Il pourrait être un ado comme les autres, qui fume un peu trop de cannabis au grand dam de ses parents, mais Atilla, on finit par le comprendre, a été adopté enfant par un couple québécois, Michel (Roy Dupuis) et Julie (Julie Deslauriers).

Plus le temps l'éloigne de son passé en Turquie, où il est né et dont il a largement oublié la langue, plus ce passé vient le hanter. D'autant qu'il travaille dans un restaurant qui le met en contact avec de jeunes Turcs, notamment la jolie Asya (Dilan Gwyn), étudiante de passage au Québec, dont il tombe amoureux.

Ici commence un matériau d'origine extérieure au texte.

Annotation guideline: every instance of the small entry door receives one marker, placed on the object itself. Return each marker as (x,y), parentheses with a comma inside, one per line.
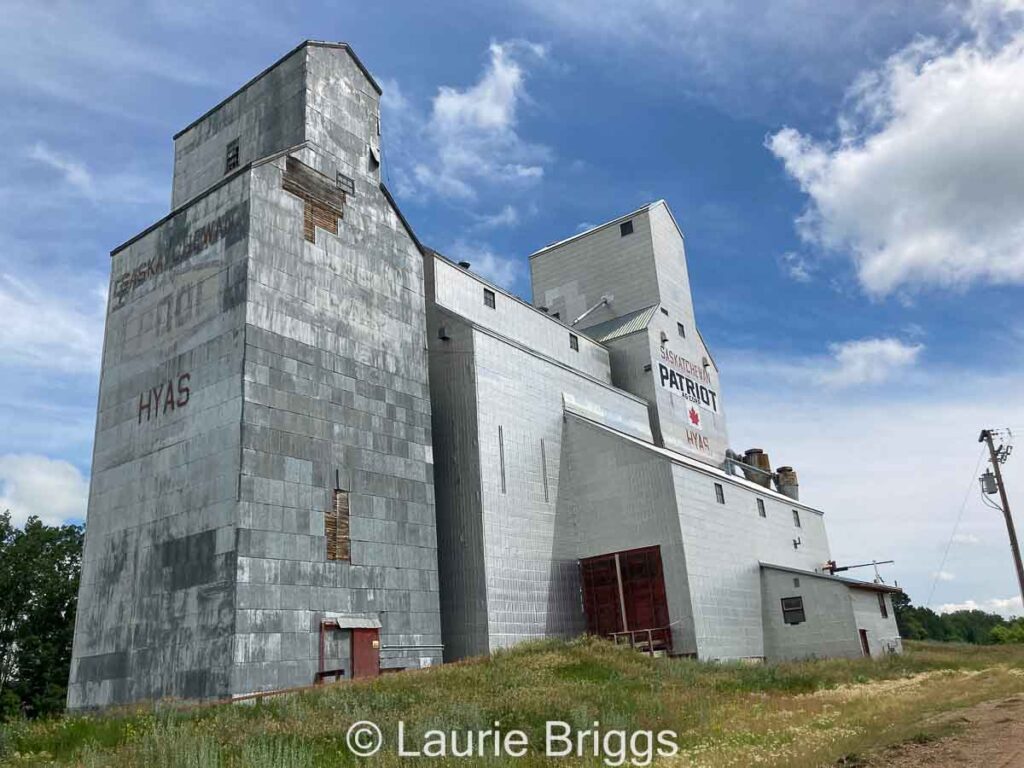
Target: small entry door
(366,652)
(863,643)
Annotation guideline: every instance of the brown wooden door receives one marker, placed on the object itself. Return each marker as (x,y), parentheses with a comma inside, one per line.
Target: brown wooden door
(366,652)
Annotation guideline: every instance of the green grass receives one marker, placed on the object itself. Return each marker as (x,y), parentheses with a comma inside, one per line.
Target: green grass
(809,713)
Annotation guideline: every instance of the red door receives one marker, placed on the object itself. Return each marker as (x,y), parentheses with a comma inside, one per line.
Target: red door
(863,643)
(366,652)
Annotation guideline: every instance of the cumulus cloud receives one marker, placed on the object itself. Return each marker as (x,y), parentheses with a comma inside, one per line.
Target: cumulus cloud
(787,46)
(470,138)
(52,489)
(1010,606)
(921,185)
(50,331)
(796,266)
(868,361)
(499,269)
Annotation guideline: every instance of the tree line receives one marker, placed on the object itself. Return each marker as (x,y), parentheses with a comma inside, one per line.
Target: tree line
(40,566)
(976,627)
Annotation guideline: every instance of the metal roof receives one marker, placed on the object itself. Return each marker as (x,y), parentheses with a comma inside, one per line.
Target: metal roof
(624,326)
(853,583)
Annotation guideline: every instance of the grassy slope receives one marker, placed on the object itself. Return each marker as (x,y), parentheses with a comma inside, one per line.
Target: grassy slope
(810,713)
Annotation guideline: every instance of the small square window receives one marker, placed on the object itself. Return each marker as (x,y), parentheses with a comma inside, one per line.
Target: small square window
(231,157)
(793,610)
(345,183)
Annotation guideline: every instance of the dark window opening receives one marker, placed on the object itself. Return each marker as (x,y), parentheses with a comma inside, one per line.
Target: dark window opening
(336,527)
(345,183)
(793,610)
(231,157)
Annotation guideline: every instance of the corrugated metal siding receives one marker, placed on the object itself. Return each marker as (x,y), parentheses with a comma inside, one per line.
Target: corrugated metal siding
(628,324)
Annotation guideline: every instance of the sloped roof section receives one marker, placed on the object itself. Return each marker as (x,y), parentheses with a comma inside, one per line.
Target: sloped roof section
(624,326)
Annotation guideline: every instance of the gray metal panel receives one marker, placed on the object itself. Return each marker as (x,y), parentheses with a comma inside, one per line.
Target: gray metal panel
(829,629)
(156,602)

Atilla parle peu avec ses parents, dans ces rapports conflictuels propres à la crise d'adolescence qui s'étire, mais il ne dialogue pas beaucoup non plus avec ses nouveaux amis, gêné de ne pas mieux maîtriser sa langue maternelle. On saisit alors le déchirement dans lequel il est constamment tiraillé. Par souci de réalisme, Karaman propose dans ses dialogues un mélange des langues, au point de rencontre des cultures. Mais ainsi, la relation silencieuse et affectueuse entre Atilla et son père n'en est que plus touchante et plus chargée de sens.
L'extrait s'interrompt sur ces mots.